Code: https://github.com/unwireddevices/RIOT/tree/loralan-public/sys/crypto (aes.c, aes_asm_cortexm.c)

I'm not sure about other hardware platforms, but as Cortex-M3/M4 is the most popular processor core now, I think default AES implementation in RIOT should be changed to run-time T-tables calculation to save flash.

P.S. https://docs.google.com/spreadsheets/d/1RwxomeVPoE-SngUHeRgPoI3ObQVgENsQQuIliMXDZNg/edit?usp=sharing

Ludwig_Knupfer · 2 January 2018 16:26

Hello,

First of all thank you for sharing your insights!

While I’m not entirely sure I get all the implications right away I do have the following thoughts:

I assume the results can not be generalized for the CPU architecture because CPU clock and flash reading speed does vary independently.
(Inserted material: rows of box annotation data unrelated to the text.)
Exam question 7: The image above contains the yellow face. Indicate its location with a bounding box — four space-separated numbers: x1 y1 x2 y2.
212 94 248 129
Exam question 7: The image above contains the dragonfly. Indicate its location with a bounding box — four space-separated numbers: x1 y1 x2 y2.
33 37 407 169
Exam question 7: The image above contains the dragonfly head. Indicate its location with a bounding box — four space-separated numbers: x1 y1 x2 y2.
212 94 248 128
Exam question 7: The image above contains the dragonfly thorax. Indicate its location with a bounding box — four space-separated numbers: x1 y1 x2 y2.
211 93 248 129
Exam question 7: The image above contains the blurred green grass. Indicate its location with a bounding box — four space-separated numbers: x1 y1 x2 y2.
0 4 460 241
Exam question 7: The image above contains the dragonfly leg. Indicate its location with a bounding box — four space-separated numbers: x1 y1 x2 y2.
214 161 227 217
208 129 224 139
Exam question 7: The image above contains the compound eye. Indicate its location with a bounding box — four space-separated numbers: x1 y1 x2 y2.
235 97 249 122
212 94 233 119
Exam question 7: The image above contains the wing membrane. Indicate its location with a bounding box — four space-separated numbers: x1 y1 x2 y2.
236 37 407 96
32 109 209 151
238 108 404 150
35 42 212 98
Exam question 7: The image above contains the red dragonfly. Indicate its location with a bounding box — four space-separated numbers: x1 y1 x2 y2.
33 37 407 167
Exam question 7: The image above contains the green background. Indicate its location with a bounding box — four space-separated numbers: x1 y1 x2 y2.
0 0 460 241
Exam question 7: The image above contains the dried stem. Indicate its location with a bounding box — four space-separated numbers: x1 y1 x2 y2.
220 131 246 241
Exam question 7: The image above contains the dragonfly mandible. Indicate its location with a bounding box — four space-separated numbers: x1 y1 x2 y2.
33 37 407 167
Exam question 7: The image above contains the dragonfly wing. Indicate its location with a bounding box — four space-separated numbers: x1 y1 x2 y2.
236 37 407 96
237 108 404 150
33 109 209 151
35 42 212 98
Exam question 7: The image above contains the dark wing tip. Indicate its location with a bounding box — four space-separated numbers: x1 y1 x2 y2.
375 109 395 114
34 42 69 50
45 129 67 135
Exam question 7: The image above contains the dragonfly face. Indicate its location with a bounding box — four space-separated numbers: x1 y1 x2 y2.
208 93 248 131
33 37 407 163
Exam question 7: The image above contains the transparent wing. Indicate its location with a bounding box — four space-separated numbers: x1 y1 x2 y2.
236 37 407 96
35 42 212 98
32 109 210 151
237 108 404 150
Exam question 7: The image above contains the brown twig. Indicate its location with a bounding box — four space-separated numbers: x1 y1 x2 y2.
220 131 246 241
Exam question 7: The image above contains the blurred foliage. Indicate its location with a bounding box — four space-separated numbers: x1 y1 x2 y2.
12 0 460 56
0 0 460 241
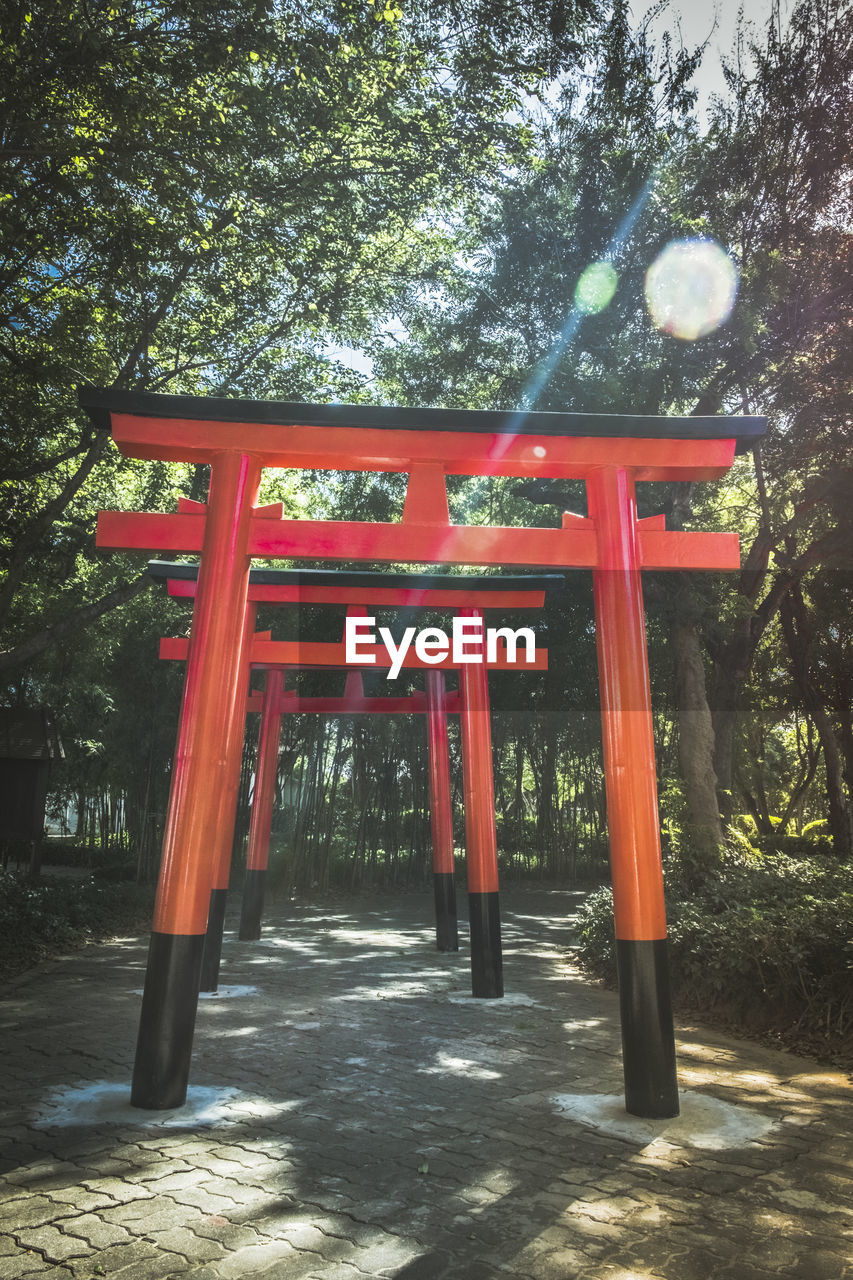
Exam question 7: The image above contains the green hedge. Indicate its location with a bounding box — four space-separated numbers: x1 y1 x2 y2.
579 854 853 1051
0 872 154 977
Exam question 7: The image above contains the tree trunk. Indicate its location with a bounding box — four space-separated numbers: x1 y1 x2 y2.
780 585 853 859
672 606 724 881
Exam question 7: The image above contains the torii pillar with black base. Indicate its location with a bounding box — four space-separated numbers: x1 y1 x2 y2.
427 671 459 951
459 609 503 1000
240 667 284 942
131 451 261 1110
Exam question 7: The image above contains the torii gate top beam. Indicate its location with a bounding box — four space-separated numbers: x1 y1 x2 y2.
81 388 763 480
149 561 558 609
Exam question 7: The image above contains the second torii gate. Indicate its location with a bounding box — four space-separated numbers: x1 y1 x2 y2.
149 561 555 997
81 388 765 1117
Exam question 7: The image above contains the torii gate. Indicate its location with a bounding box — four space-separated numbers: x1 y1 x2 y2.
81 388 765 1117
149 561 555 998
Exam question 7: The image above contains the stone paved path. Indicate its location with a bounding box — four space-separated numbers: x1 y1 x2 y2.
0 891 853 1280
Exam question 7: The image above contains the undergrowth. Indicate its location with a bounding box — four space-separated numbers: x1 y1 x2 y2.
0 872 154 977
579 854 853 1065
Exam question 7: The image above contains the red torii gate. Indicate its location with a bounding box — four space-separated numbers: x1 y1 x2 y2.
239 667 461 957
81 388 765 1117
149 561 555 998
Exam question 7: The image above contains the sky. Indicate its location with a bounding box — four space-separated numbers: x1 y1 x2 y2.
648 0 790 108
327 0 792 375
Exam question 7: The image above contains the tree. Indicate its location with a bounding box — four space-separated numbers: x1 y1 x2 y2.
0 0 597 669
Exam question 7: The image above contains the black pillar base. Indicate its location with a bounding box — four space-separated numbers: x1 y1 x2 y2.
199 888 228 991
616 938 679 1120
131 933 205 1111
240 868 266 942
433 872 459 951
467 893 503 1000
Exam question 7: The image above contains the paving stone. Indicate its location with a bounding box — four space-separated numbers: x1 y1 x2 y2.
216 1240 297 1280
0 891 853 1280
15 1225 93 1262
146 1226 227 1262
0 1245 51 1280
61 1213 133 1249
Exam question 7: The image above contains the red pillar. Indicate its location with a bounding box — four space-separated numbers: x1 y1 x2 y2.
240 667 284 941
459 609 503 998
131 453 261 1110
427 671 459 951
587 467 679 1117
199 600 257 991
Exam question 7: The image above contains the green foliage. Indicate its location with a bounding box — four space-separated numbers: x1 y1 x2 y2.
579 854 853 1051
0 872 154 977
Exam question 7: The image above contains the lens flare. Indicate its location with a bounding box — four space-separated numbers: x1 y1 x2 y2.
575 262 619 316
646 239 738 342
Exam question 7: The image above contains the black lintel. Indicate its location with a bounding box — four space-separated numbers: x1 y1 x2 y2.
78 387 767 453
149 561 566 594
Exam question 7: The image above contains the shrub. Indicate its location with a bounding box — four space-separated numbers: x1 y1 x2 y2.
0 872 152 977
579 854 853 1046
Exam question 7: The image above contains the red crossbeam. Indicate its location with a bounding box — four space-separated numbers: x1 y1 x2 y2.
97 511 740 570
160 636 548 671
246 691 460 716
168 577 544 609
111 412 735 480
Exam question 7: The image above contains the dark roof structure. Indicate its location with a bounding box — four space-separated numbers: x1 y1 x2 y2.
78 387 766 453
0 707 65 760
149 561 566 595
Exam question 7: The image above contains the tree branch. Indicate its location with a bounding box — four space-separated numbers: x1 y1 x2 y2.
0 573 151 671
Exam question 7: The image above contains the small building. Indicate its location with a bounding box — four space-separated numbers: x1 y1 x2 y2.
0 707 65 876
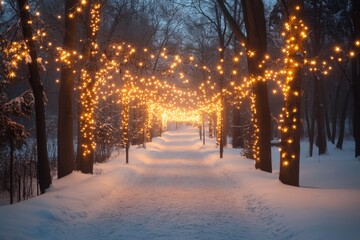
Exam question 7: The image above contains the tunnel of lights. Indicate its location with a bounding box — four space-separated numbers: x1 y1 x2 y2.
4 1 360 162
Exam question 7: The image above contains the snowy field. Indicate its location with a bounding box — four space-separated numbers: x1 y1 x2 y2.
0 127 360 240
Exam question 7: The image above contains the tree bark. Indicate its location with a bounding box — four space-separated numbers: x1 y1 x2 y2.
17 0 51 194
241 0 272 172
58 0 78 178
351 0 360 157
336 87 351 149
279 0 304 186
217 0 272 172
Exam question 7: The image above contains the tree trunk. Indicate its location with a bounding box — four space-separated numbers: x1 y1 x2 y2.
314 76 327 155
9 138 15 204
330 83 341 144
336 87 351 149
241 0 272 172
78 0 100 174
58 0 78 178
351 0 360 157
18 0 51 194
217 0 272 172
232 107 244 148
279 0 304 186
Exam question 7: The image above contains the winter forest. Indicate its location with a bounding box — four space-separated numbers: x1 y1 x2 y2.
0 0 360 239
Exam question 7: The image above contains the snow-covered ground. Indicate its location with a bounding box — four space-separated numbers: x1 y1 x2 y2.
0 127 360 240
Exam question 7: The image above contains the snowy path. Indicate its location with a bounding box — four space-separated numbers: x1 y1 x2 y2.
56 130 279 239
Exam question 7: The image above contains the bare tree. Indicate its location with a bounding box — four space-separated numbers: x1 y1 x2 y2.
17 0 51 193
58 0 78 178
217 0 272 172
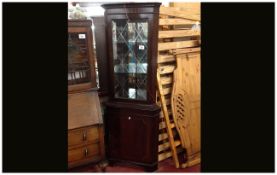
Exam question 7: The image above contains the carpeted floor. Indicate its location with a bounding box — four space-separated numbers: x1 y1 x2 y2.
70 158 200 173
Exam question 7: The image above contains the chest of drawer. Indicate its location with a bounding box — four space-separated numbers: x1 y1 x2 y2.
68 126 99 147
68 143 100 163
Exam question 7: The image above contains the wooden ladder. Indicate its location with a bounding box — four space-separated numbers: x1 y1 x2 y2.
157 3 200 168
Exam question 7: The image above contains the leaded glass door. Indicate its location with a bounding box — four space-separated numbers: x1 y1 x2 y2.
112 19 148 100
67 33 91 85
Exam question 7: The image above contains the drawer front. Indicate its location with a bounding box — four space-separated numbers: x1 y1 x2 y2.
68 143 100 163
68 126 99 147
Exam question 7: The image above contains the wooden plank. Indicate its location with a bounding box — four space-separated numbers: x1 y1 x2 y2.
158 147 184 162
159 30 200 38
161 76 170 85
158 54 175 63
159 121 175 130
159 133 168 141
158 40 199 51
169 2 201 15
157 99 171 106
160 6 201 21
162 87 172 95
158 65 176 75
159 18 196 26
158 140 181 152
172 47 201 55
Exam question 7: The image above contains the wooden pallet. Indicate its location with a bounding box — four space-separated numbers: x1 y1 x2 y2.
157 3 200 168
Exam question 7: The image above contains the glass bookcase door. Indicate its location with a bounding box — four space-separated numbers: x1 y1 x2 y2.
112 19 148 100
67 33 91 85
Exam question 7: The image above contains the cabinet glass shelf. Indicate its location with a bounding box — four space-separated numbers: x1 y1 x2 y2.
112 19 148 100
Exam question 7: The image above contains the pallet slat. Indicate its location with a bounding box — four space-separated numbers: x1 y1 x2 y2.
158 55 175 63
159 18 196 26
158 140 181 152
159 30 200 38
172 47 201 55
162 87 172 95
158 40 199 51
159 65 175 75
161 76 172 85
159 121 175 130
158 147 184 161
160 6 201 21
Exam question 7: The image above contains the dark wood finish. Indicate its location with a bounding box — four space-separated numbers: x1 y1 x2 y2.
68 20 96 93
68 20 105 168
92 16 109 96
103 3 160 171
103 3 160 104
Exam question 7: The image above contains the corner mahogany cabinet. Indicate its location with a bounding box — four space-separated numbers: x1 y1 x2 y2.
102 3 160 171
68 20 104 168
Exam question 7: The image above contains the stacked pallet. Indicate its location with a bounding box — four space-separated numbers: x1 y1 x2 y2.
157 3 200 168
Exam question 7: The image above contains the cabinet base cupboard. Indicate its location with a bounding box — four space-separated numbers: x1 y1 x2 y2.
68 20 105 169
103 3 160 171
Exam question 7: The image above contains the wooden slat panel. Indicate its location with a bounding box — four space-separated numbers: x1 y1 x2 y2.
158 55 175 63
158 140 181 152
158 76 172 85
159 121 175 130
159 30 200 38
159 65 175 75
158 40 199 51
162 87 172 95
159 18 196 25
160 6 201 21
157 99 171 106
158 147 184 161
167 2 201 15
159 133 168 141
172 47 201 55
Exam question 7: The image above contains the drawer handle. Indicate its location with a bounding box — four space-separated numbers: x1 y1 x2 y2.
83 132 87 141
85 148 88 157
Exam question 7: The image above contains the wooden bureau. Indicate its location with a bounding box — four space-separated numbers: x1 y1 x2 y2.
68 20 105 168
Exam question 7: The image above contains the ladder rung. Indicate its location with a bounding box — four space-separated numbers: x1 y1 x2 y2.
159 121 175 129
159 133 168 141
158 142 170 152
158 150 172 161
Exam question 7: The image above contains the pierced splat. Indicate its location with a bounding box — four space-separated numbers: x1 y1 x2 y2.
171 53 198 165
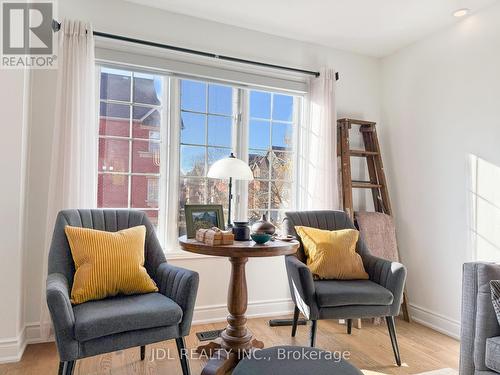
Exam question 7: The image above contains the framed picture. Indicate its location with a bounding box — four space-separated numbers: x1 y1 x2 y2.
184 204 224 238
I do expect the result depends on the concrete product and configuration you’re looking at. A factor 2 memory access speed difference in between all cortex m products does not seem very unlikely to me.

Did you factor this in to your conclusion? Any thoughts?

Cheers, Ludwig

Oleg_Artamonov · 2 January 2018 17:55

I believe results will be even better on most Cortexes, with nice performance gain with run-time T-tables on high-speed CPUs — as a rule, MCU core gains speed easier than flash, so 168-Mhz high-end Cortex-M4F may have same flash memory as entry-level Cortex-M0, limited at 20-30 MHz effective clock speed.

For example, STM32F4, flash wait cycles vs core clock: https://yadi.sk/i/SEI7mXtK3RAFxg, effective flash clock is 20 MHz. Same for Atmel SAM3U (https://yadi.sk/i/B4iA0ik33RAGVK, 24 MHz effective flash clock), same for EFM32, etc.

TI CC1310 and CC2650 have 8KB flash cache so maybe they'll perform better with in-flash T-tables, but that's a very specific case (not to mention that flash cache may be disabled and used as a regular RAM, and it often is, as there's only 20 KB of regular RAM available). Anyway, they have hardware AES accelerator too.

On low-end MCUs (20 MHz or less, 8-bit and 16-bit architectures) in-flash T-tables should be faster, but most such MCUs have a very limited amount of flash as well, so wasting 7 KB on T-tables is not an option anyway.